Charting success
As soon as Mabel started school this year, the immediate challenges that came to light revolved around the bathroom. At school, not unreasonably, they try to get the children to use the bathroom after snacktime. Mabel did not like being told when to go. She, further, did not like the fact that when she went, the teachers wanted her to - most unreasonably - keep her underpants round her ankles and her shoes on her feet. She was used to kicking everything off so she could straddle the seat comfortably, and though I'd tried to instigate some keeping on of stuff before the school year began, because I wasn't exactly blind to the fact that this was going to be an issue, it hadn't really gone down well.
I don't know how this had resolved itself last year, but somehow it wasn't a problem then. She was toilet trained by about March, so she'd clearly spent about three months using the bathroom, or being allowed refuse to use it, in her old classroom without incident. In September, though, - new classroom, new teachers, new people to inculcate in the ways of Mabel; or vice versa.
Mabel and I spent a fraught few mornings before she'd agree to darken the door of the classroom working out some sort of compromise whereby I would tell the teachers that she would go if she needed to, and they wouldn't make her. They agreed, but tried to make her anyway. She refused. Stalemate was reached, but they gradually realised that, like her brother before her, she has a bladder of steel and doesn't need to go all morning.
Meanwhile, though, I thought we should tackle the pants-round-ankles business as soon as possible, and the most direct method seemed to be some form of bribery. A star chart might do the trick, I thought. So I drew a few lines on a piece of paper. While I was at it, I thought I'd add a column for cleaning up, and of course there'd have to be a complementary chart for Dash too, because heaven forefend she have even the prospect of some new thing if he didn't too. Casting about for something to fill the other side of Dash's chart with, I decided maybe he could do some reading practice.

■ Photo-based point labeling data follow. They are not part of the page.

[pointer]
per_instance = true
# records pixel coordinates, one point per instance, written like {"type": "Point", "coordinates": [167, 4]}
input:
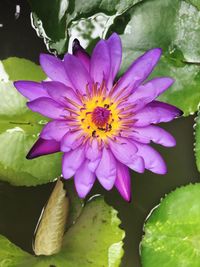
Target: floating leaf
{"type": "Point", "coordinates": [172, 230]}
{"type": "Point", "coordinates": [52, 21]}
{"type": "Point", "coordinates": [19, 129]}
{"type": "Point", "coordinates": [174, 26]}
{"type": "Point", "coordinates": [94, 240]}
{"type": "Point", "coordinates": [197, 140]}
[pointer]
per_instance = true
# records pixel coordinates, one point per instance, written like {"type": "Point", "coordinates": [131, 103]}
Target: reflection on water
{"type": "Point", "coordinates": [20, 207]}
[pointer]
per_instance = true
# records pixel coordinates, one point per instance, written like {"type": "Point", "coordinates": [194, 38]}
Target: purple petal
{"type": "Point", "coordinates": [106, 170]}
{"type": "Point", "coordinates": [152, 159]}
{"type": "Point", "coordinates": [71, 140]}
{"type": "Point", "coordinates": [126, 152]}
{"type": "Point", "coordinates": [93, 151]}
{"type": "Point", "coordinates": [48, 107]}
{"type": "Point", "coordinates": [77, 73]}
{"type": "Point", "coordinates": [81, 54]}
{"type": "Point", "coordinates": [54, 130]}
{"type": "Point", "coordinates": [146, 93]}
{"type": "Point", "coordinates": [123, 181]}
{"type": "Point", "coordinates": [100, 62]}
{"type": "Point", "coordinates": [59, 92]}
{"type": "Point", "coordinates": [54, 68]}
{"type": "Point", "coordinates": [84, 180]}
{"type": "Point", "coordinates": [92, 165]}
{"type": "Point", "coordinates": [138, 71]}
{"type": "Point", "coordinates": [72, 161]}
{"type": "Point", "coordinates": [31, 90]}
{"type": "Point", "coordinates": [156, 112]}
{"type": "Point", "coordinates": [115, 47]}
{"type": "Point", "coordinates": [155, 134]}
{"type": "Point", "coordinates": [43, 147]}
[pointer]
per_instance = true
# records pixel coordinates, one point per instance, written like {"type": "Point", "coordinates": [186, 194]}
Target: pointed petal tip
{"type": "Point", "coordinates": [76, 45]}
{"type": "Point", "coordinates": [127, 197]}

And so, the new chart was affixed to the fridge. Mabel's prize, if she ever tidies up anything again in her life, will be - surprise! - a new baby. Dash filled in his prize suggestions himself, so they might be a little hard to read, but it says "Litsaber" [light saber], "woch" [watch], "new shoes!"

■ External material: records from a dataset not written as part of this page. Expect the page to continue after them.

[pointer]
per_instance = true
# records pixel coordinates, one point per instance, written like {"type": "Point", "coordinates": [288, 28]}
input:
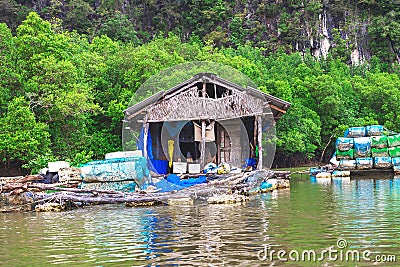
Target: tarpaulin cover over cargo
{"type": "Point", "coordinates": [370, 147]}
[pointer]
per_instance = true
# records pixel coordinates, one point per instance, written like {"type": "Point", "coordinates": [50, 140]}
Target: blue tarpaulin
{"type": "Point", "coordinates": [174, 182]}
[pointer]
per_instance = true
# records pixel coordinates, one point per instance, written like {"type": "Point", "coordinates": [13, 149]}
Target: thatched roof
{"type": "Point", "coordinates": [223, 100]}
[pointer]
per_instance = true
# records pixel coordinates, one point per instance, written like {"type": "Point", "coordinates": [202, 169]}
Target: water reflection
{"type": "Point", "coordinates": [309, 215]}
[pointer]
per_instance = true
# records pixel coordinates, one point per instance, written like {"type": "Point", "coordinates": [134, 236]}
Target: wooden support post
{"type": "Point", "coordinates": [255, 138]}
{"type": "Point", "coordinates": [203, 144]}
{"type": "Point", "coordinates": [146, 133]}
{"type": "Point", "coordinates": [260, 148]}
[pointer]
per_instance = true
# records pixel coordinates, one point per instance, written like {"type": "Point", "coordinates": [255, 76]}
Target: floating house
{"type": "Point", "coordinates": [204, 119]}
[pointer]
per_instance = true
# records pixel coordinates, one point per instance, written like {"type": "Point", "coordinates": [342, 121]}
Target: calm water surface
{"type": "Point", "coordinates": [365, 213]}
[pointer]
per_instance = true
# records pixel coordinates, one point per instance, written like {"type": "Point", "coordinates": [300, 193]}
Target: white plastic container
{"type": "Point", "coordinates": [55, 166]}
{"type": "Point", "coordinates": [179, 167]}
{"type": "Point", "coordinates": [123, 154]}
{"type": "Point", "coordinates": [194, 168]}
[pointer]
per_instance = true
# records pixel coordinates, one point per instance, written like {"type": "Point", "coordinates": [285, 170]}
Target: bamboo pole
{"type": "Point", "coordinates": [203, 133]}
{"type": "Point", "coordinates": [260, 148]}
{"type": "Point", "coordinates": [146, 132]}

As you can see, the toilet practice was a total success. In fact, after about three days she was happily keeping her knees together (such a lady) and her shoes on, which I'm very pleased about even if she never actually uses these new abilities in school. With winter approaching, it's a good thing in general.
Dash's reading practice also went really well - I told him ten minutes' reading was enough to get a star, and he was totally motivated to pick up a book any time I could sit down with him. Sadly, once those stars were filled in the habit didn't persist, but maybe I can start another one for something else. When he'd finished with the reading stars he started trying to earn clean-up stars as fast as he could, only just stopping short of making a mess in order to be rewarded for cleaning it up. (No need for that. There's always a mess around thanks to his sister's habit of playing with a small subsection of every different thing at once. Though I did have to stop him from cleaning up when she was still in the middle of playing.)

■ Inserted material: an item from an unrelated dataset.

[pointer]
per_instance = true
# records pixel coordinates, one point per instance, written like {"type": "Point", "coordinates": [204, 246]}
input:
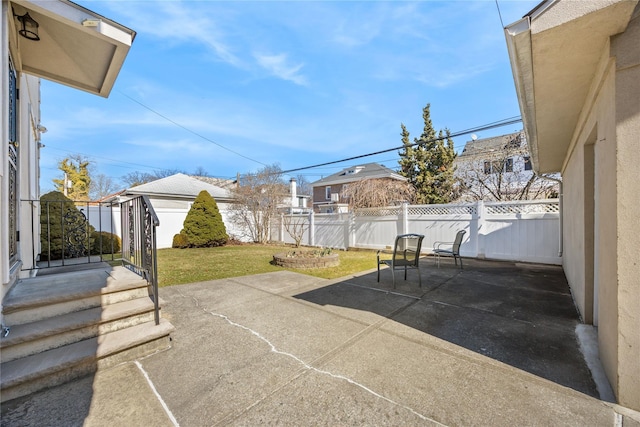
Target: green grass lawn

So, on Sunday, the chart reached the dizzying heights you see in the picture, with all of Dash's stars filled in. (Please excuse the crumple marks. Mabel was making her displeasure known one day.) I knew we were in for trouble. Dash spent all morning mooning around asking when we'd be going to Target to buy his new thing. Mabel spent all morning telling me earnestly how it wasn't fair if Dash got a new thing and she didn't. Pointing out that when (when? if ever?) she fills in her side of the chart, she'll get a new thing and he won't, did nothing for me. We did not go en famille to Target for the purchasing of the object; I sent Dash with his father and instructed them to pick up a small item from the $1 section to appease The Unappeasable One.
Dash came home with not a light saber, not a watch, and not shoes, but a new Nerf gun (oh joy); and they brought Mabel a tube of glow bracelets, which kept her happily entranced all afternoon.
So that worked out better than expected. Next chart: back to eating vegetables, perhaps.